Midsilver Investment Limited
Global stock markets faced a significant downturn in late January and early February. Following a consistent uptrend spanning several months, culminating in the best January performance since the 1990s, a labor market report indicating higher than anticipated US wage growth initiated heightened market fluctuations. Equity values experienced a roller-coaster ride, marked by unusual intraday volatility. This adjustment occurred simultaneously with increased volatility in the government bond markets. Long-term Treasury yields had been on an upward trajectory since mid-December, driven by growing investor apprehension regarding inflation threats and the potential macroeconomic consequences of US tax reforms. A sudden surge in yields towards January's end set the stage for a stock market downturn in the US and subsequently other advanced economies (AEs). Government bond yields in multiple AEs also climbed, as synchronized global growth momentum prompted investors to anticipate a quicker than previously foreseen departure from non-traditional policies.

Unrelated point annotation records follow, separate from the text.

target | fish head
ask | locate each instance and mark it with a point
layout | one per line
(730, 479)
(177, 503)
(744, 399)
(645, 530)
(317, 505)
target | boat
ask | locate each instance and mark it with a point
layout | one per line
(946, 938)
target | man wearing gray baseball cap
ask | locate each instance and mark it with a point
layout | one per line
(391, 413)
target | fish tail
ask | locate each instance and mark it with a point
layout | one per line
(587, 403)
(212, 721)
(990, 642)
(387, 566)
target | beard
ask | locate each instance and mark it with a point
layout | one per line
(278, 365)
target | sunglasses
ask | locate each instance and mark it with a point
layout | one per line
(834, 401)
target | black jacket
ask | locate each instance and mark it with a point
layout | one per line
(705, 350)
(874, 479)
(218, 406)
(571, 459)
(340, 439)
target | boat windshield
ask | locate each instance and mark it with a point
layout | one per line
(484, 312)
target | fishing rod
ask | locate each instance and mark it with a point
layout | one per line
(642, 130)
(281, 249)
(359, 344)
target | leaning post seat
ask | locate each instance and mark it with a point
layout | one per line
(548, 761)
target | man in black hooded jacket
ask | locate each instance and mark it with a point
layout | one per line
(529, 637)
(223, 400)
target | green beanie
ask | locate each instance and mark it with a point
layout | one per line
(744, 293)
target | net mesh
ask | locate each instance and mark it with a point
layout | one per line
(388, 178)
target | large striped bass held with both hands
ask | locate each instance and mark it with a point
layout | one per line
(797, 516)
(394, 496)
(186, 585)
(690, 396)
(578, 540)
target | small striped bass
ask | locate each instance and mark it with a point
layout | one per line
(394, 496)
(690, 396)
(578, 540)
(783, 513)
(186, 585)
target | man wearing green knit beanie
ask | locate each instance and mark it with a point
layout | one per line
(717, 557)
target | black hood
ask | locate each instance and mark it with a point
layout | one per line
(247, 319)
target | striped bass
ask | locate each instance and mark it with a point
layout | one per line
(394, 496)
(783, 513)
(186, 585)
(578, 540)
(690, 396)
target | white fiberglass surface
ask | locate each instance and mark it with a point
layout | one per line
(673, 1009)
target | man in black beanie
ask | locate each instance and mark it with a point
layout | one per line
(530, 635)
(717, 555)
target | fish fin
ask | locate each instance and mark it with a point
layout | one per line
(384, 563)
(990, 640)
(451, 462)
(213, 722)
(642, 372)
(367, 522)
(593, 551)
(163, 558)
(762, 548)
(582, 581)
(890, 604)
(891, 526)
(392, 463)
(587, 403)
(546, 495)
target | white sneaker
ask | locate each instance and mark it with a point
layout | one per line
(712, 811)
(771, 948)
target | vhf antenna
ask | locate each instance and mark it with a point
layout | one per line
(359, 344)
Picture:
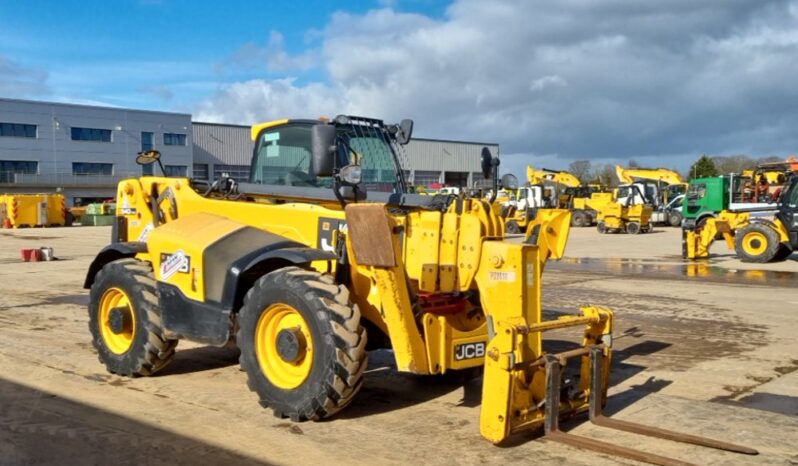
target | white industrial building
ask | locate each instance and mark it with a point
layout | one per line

Throughout the period in question, commencing in late November, market players displayed acute sensitivity to potential shifts in central bank communications. As anticipated, the Federal Reserve increased the federal funds target range by 25 basis points in December, progressing mostly according to its balance sheet reduction plan. In Europe, the ECB remained consistent in its policy direction, retaining its forward guidance, which encompassed an indefinite end-date for its asset purchase program (APP). When faced with a rise in long-term yields, seemingly challenging its yield curve control policy, the Bank of Japan intervened with a proposal to purchase an unlimited volume of long-term government bonds.
These market fluctuations were set against a backdrop of prolonged US dollar depreciation during the majority of this period, persistent easing of credit terms, and robust risk-taking across numerous asset categories. A short-lived rush to safety, coinciding with the zenith of the stock market's instability, barely bolstered the dollar. The Fed's consistent policy tightening and the recent drop in equities didn't correlate with expanded corporate credit spreads, which lingered at historical lows. The demand for assets from emerging market economies (EMEs) remained robust. Stock markets swiftly regained stability, reducing their deficits. Concurrently, bond investors grappled with gauging the cumulative effects of a changing inflation perspective and the ambiguous future net provision of longer-term securities.